OCR-D / ocrd-website

24 stars 8 forks source link

docs/ocrd-training: export from OCR-D toolchain #101

Closed bertsky closed 1 year ago

bertsky commented 4 years ago

I am not sure I have a good grasp of what is ultimately intended by docs/ocrd-training.md, but as it stands, I think the page should at least link to (or better describe) the 2 very options we currently have to extract line images and respective metadata from PAGE-XML annotations:

kba commented 4 years ago

That page was supposed to provide a "running start" for @Doreenruirui when she started working on what would become okralact. It is true though that we should provide an actual guide on training and your suggestions are welcome.
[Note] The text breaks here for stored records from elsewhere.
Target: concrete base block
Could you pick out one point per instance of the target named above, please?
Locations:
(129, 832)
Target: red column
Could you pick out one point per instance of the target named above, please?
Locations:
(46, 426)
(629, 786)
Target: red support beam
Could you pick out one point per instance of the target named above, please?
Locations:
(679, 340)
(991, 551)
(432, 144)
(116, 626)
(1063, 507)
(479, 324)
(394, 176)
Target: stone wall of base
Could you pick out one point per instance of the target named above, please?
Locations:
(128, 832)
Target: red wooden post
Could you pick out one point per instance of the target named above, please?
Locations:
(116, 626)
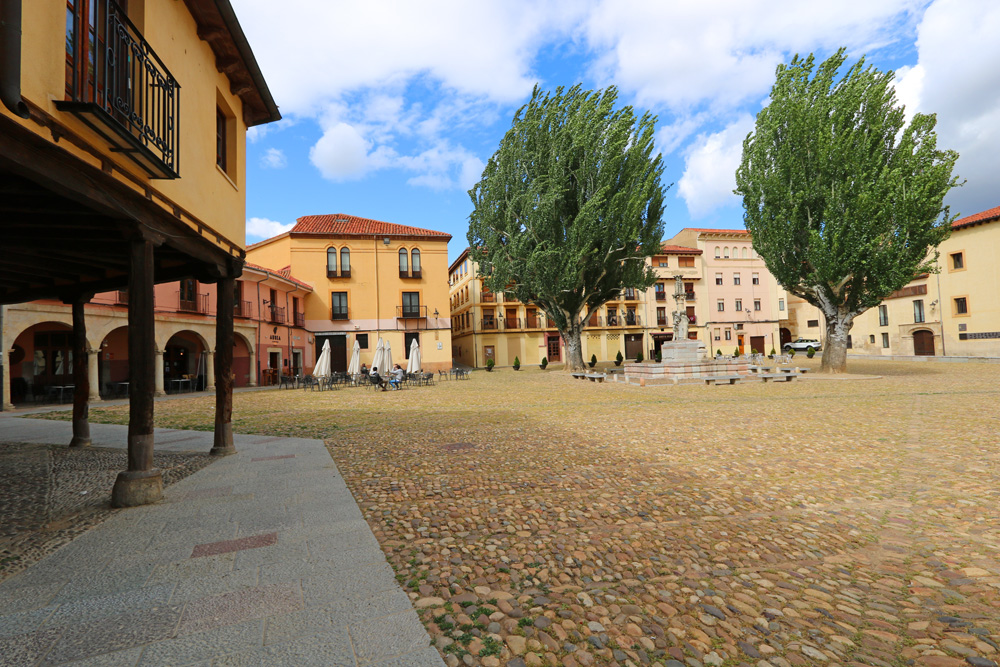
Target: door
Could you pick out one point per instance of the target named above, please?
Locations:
(923, 343)
(633, 345)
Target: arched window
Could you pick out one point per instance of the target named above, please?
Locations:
(331, 262)
(415, 262)
(345, 263)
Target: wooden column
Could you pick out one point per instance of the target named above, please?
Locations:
(224, 340)
(141, 483)
(81, 379)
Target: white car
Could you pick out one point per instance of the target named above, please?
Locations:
(803, 345)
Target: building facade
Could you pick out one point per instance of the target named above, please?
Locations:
(954, 312)
(103, 191)
(741, 306)
(371, 280)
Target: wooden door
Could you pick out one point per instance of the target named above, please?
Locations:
(923, 343)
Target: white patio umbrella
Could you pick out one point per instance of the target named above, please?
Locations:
(354, 367)
(413, 366)
(322, 368)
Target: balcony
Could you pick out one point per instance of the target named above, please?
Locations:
(123, 91)
(243, 309)
(411, 312)
(198, 303)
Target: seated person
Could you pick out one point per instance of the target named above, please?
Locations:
(396, 376)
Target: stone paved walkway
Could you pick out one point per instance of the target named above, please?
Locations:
(263, 558)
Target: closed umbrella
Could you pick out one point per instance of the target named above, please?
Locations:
(354, 367)
(322, 368)
(413, 366)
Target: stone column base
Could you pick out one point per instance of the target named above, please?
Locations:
(137, 487)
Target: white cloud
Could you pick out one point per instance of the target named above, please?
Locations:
(273, 158)
(710, 168)
(263, 228)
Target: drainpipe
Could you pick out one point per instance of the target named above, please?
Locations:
(10, 58)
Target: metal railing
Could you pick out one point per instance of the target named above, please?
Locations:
(119, 82)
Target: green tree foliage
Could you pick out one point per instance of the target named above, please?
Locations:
(843, 199)
(569, 207)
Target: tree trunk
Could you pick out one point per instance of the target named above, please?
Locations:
(574, 348)
(838, 326)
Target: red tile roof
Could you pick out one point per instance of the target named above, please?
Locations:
(341, 224)
(986, 216)
(285, 273)
(679, 250)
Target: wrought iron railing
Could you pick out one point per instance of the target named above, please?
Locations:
(122, 89)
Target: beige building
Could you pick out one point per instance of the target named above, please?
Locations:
(955, 312)
(371, 280)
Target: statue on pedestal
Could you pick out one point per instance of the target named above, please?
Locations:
(680, 310)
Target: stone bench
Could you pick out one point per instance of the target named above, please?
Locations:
(719, 379)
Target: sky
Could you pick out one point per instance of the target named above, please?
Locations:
(391, 109)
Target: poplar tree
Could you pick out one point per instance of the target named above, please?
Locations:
(569, 207)
(843, 199)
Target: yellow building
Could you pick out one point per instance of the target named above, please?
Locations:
(122, 162)
(486, 325)
(954, 312)
(371, 280)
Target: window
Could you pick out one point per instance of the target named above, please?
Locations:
(338, 308)
(404, 264)
(345, 263)
(411, 304)
(408, 339)
(415, 263)
(331, 262)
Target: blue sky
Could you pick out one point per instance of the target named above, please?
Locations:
(392, 108)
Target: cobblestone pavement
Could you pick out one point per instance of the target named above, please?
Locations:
(262, 558)
(51, 494)
(538, 520)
bertsky commented 4 years ago

Understood.

Another thing that this page or guide should mention is converters for page segmentation training data. With ocrd-segment-from-masks and ocrd-segment-from-coco we have 2 importers and with the debug images and coco output of ocrd-segment-extract-pages we have 2 exporters for commonly used non-PAGE formats.

bertsky commented 2 years ago

Can perhaps be closed – there's a section on the ocrd_segment converters in https://ocr-d.de/en/workflows#step-19-format-conversion now. (And page2img is independent of OCR-D and most OCR tools: tesstrain will probably include its own PAGE converter and Calamari already does. If you do mention it somewhere, then please don't forget https://github.com/uniwue-zpd/PAGETools, too.)

kba commented 1 year ago

I think these are now adressed and the originally referenced page removed, so closing.